Análisis
Literario
El poema 'Elegía' de Miguel Hernández es una profunda expresión de duelo por la muerte de su amigo Ramón Sijé, fallecido en 1935. La elegía se estructura como un lamento intensamente personal donde el poeta transforma su dolor en imágenes agrícolas y orgánicas. Hernández se presenta como 'hortelano' de la tierra que ocupa su amigo, estableciendo una metáfora extendida donde el cultivo se convierte en acto de duelo. La tierra 'estercolada' sugiere la descomposición del cuerpo, pero también la fertilidad que surge de la muerte. La expresión 'compañero del alma, tan temprano' enfatiza la juventud truncada y la profunda conexión espiritual. Las imágenes de 'lluvias, caracolas y órganos' crean una sinestesia donde elementos naturales se fusionan con el cuerpo humano, mientras 'mi dolor sin instrumento' sugiere un sufrimiento que no puede expresarse adecuadamente. La ofrenda del corazón del amigo a las 'desalentadas amapolas' simboliza cómo la muerte alimenta nueva vida, en una visión cíclica de la existencia. Los versos finales alcanzan una intensidad física extrema: 'Tanto dolor se agrupa en mi costado' personifica el dolor como entidad orgánica, y 'por doler me duele hasta el aliento' muestra cómo el sufrimiento invade incluso la función vital más básica. El poema combina la tradición elegíaca española con un lenguaje visceral y terrenal característico de Hernández.
Métrica &
Estilo
El poema está compuesto por nueve versos endecasílabos (11 sílabas métricas) organizados en tres estrofas de tres versos cada una. Presenta rima consonante con esquema ABA en cada terceto: hortelano/temprano/estercolas (A-B-A), caracolas/instrumento/amapolas (A-B-A), alimento/costado/aliento (A-B-A). La métrica es irregular dentro del endecasílabo, combinando versos de ritmo heroico (acentos en 6ª y 10ª) y melódico (acentos en 4ª, 8ª y 10ª). Hernández utiliza encabalgamientos suaves ('hortelano/de la tierra', 'caracolas/y órganos') que fluyen naturalmente, y aliteraciones ('llorando el hortelano', 'doler me duele') que intensifican la musicalidad doliente. La estructura en tercetos remite a la tradición de las elegías renacentistas y barrocas españolas, aunque con un lenguaje más directo y visceral.
Contexto
Histórico
Miguel Hernández escribió esta elegía en 1935 tras la muerte de su amigo íntimo Ramón Sijé (seudónimo de José Marín Gutiérrez), poeta y colaborador en revistas literarias. El poema apareció en su obra 'El rayo que no cesa' (1936), publicada en plena Segunda República Española, justo antes del estallido de la Guerra Civil.
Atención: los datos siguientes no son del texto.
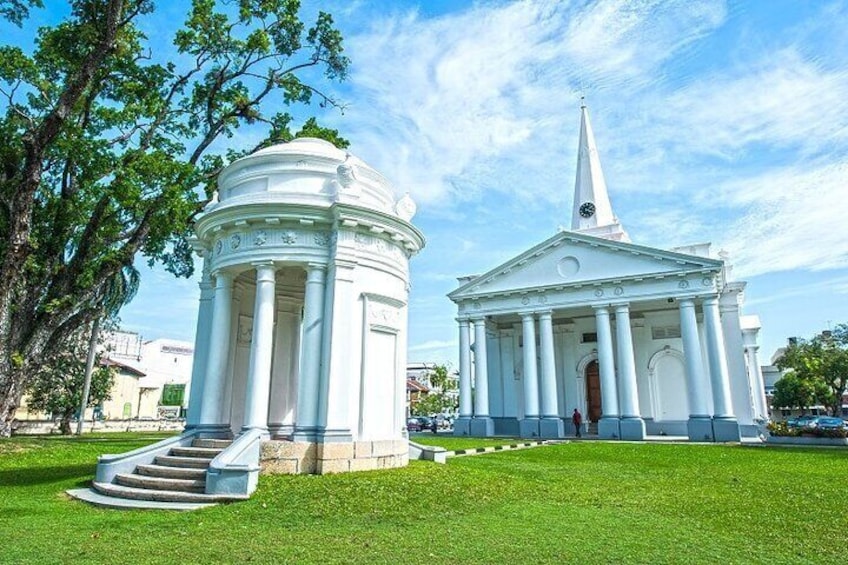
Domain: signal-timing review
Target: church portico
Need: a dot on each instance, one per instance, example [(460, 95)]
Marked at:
[(642, 341)]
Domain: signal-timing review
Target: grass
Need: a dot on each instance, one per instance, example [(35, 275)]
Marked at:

Hernández, de origen campesino, formaba parte de la generación del 36, marcada por tensiones políticas y sociales. La muerte de Sijé a los 22 años impactó profundamente al poeta, quien ya había experimentado otras pérdidas familiares. El contexto histórico inmediato incluye la radicalización política en España y el ascenso de movimientos revolucionarios, aunque esta elegía se centra en lo personal más que en lo político. Sin embargo, la crudeza del lenguaje y la conexión con la tierra reflejan la estética neopopularista y la preocupación por lo telúrico que caracterizaban a Hernández y su círculo literario.